L’appel incident est recevable.
L’indemnisation en appel, sur une période plus étendue , du dommage matériel de A doit se répercuter sur la demande en remboursement de l’ETAT. L’ETAT a droit, pour la période de mai 2009 à février 2010, au montant de 38.046,12 €.
L’appel incident est donc partiellement fondé. Il paraît inéquitable de laisser à charge de A les frais irrépétibles de l’instance d’appel.
La Cour fixe ex aequo et bono à 1.000 € l’indemnité de procédure pour l’instance d’appel devant revenir à A de la part de la société B .

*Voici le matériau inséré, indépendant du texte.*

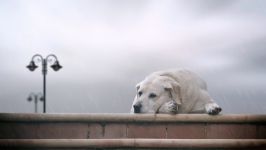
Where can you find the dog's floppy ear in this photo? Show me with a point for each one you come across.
(173, 88)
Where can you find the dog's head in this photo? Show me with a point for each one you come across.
(157, 94)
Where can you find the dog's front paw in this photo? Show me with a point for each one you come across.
(213, 108)
(169, 108)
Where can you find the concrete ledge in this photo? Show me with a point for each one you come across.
(126, 126)
(129, 118)
(133, 143)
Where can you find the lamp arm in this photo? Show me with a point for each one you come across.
(37, 55)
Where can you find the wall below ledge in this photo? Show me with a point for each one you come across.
(127, 126)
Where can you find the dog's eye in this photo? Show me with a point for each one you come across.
(152, 95)
(139, 93)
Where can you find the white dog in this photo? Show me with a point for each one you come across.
(173, 91)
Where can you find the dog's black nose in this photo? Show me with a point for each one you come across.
(137, 108)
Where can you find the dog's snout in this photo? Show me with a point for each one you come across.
(137, 108)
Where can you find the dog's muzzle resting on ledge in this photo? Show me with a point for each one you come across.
(173, 91)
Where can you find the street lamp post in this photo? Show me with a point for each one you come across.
(36, 97)
(56, 66)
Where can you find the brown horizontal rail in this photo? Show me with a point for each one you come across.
(133, 143)
(230, 118)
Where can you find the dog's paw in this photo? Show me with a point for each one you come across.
(169, 108)
(213, 109)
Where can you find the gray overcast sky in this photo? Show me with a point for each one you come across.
(106, 47)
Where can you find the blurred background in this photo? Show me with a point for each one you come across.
(107, 46)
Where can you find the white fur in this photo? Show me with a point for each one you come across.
(177, 91)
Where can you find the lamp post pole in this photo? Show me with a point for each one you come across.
(56, 66)
(36, 97)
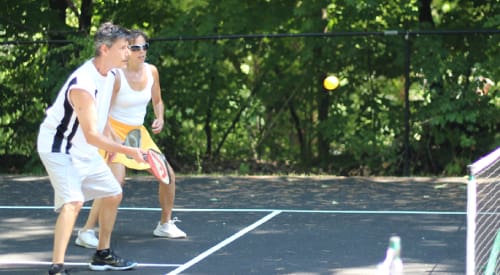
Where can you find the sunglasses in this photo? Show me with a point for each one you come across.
(136, 48)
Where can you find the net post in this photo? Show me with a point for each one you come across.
(471, 223)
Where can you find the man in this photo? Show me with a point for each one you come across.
(68, 143)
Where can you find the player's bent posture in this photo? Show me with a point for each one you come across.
(68, 143)
(135, 87)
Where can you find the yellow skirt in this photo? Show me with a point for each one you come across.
(147, 142)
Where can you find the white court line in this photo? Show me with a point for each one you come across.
(397, 212)
(223, 243)
(79, 263)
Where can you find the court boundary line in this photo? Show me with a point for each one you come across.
(155, 209)
(48, 263)
(223, 243)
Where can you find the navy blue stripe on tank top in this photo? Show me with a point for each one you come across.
(63, 125)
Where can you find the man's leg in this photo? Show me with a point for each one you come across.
(166, 196)
(93, 215)
(107, 218)
(86, 236)
(64, 228)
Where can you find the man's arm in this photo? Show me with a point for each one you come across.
(157, 102)
(85, 109)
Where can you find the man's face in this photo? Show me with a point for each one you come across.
(119, 53)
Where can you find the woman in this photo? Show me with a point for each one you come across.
(135, 87)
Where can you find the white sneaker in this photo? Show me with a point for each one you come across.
(169, 230)
(87, 239)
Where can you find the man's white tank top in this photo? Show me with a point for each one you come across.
(60, 131)
(130, 105)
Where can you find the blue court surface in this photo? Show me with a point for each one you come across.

6 La société B , qui est à condamner aux frais et dépens de l’instance d’appel, est à débouter de sa demande en obtention d’une indemnité de procédure pour l’instance d’appel.
PAR CES MOTIFS :
la Cour d’appel, troisième chambre, siégeant en matière de droit du travail, statuant contradictoirement, sur le rapport oral du magistrat de la mise en état,
déclare l’appel de A recevable,
déclare l’appel incident de l’ETAT recevable,
déclare les appels partiellement fondés,
réformant : déclare la demande de A en indemnisation de son préjudice matériel fondée à concurrence du montant de 14.276,48 €, condamne la société B à payer à A de ce chef le montant de 14.276,48 € avec les intérêts légaux à partir du 23 mars 2009, jour de la demande en justice, jusqu’à solde, déclare la demande de l’ETAT fondée à concurrence de 38.046,12 € avec les intérêts légaux à partir du 27 octobre 2011, jour de la demande en justice, jusqu’à solde, confirme le jugement entrepris pour le surplus, condamne la société B à payer à A une indemnité de procédure pour l’instance d’appel de 1.000 €, déboute la société B de sa demande en obtention d’une indemnité de procédure pour l’instance d’appel,
7 condamne la société B aux frais et dépens de l’instance d’appel et en ordonne la distraction au profit de Maître Georges PIERRET et de Maître Romain ADAM, avocats constitués qui la demandent, affirmant en avoir fait l’avance.